ERISA .  The Employee Retirement Income Security Act of 1974.

ERISA Affiliate .  Any Person which is treated as a single employer with any of the Borrowers under §414 of the Code.

ERISA Reportable Event .  A reportable event with respect to a Guaranteed Pension Plan within the meaning of §4043 of ERISA and the regulations promulgated thereunder.

Escrow Agreement .  The Escrow Agreement, dated as of August 21, 2006, by and among J.P. Morgan Trust Company, National Association, as Escrow Agent thereunder, Real Mex, Parent and Sellers.

ETFI .  As defined in the preamble hereto.

ETRI .  As defined in the preamble hereto.

Eurocurrency Reserve Requirements .  For any Interest Period and for any Eurodollar Rate Loan, a rate per annum equal to the aggregate, without duplication, of the maximum rates (expressed as a decimal number) of reserve requirements in effect 2 Business Days prior to the first day of such Interest Period (including basic, supplemental, marginal and emergency reserves) under any regulations of the Federal Reserve Board or other governmental agency or authority having jurisdiction with respect thereto dealing with reserve requirements prescribed for eurocurrency funding (currently referred to as “eurocurrency liabilities” in Regulation D of the Federal Reserve Board) maintained by a member bank of the United States Federal Reserve System.
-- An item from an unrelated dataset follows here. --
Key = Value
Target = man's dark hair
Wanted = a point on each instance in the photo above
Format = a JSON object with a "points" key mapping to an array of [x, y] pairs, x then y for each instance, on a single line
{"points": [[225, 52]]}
Eurodollar Business Day .  Any day on which commercial banks are open for international business (including dealings in Dollar deposits) in London or such other eurodollar interbank market as may be selected by the Agent in its sole discretion acting in good faith.

Eurodollar Lending Office .  Initially, the office of each Lender designated as such in Schedule 1 hereto; thereafter, such other office of such Lender, if any, that shall be making or maintaining Eurodollar Rate Loans.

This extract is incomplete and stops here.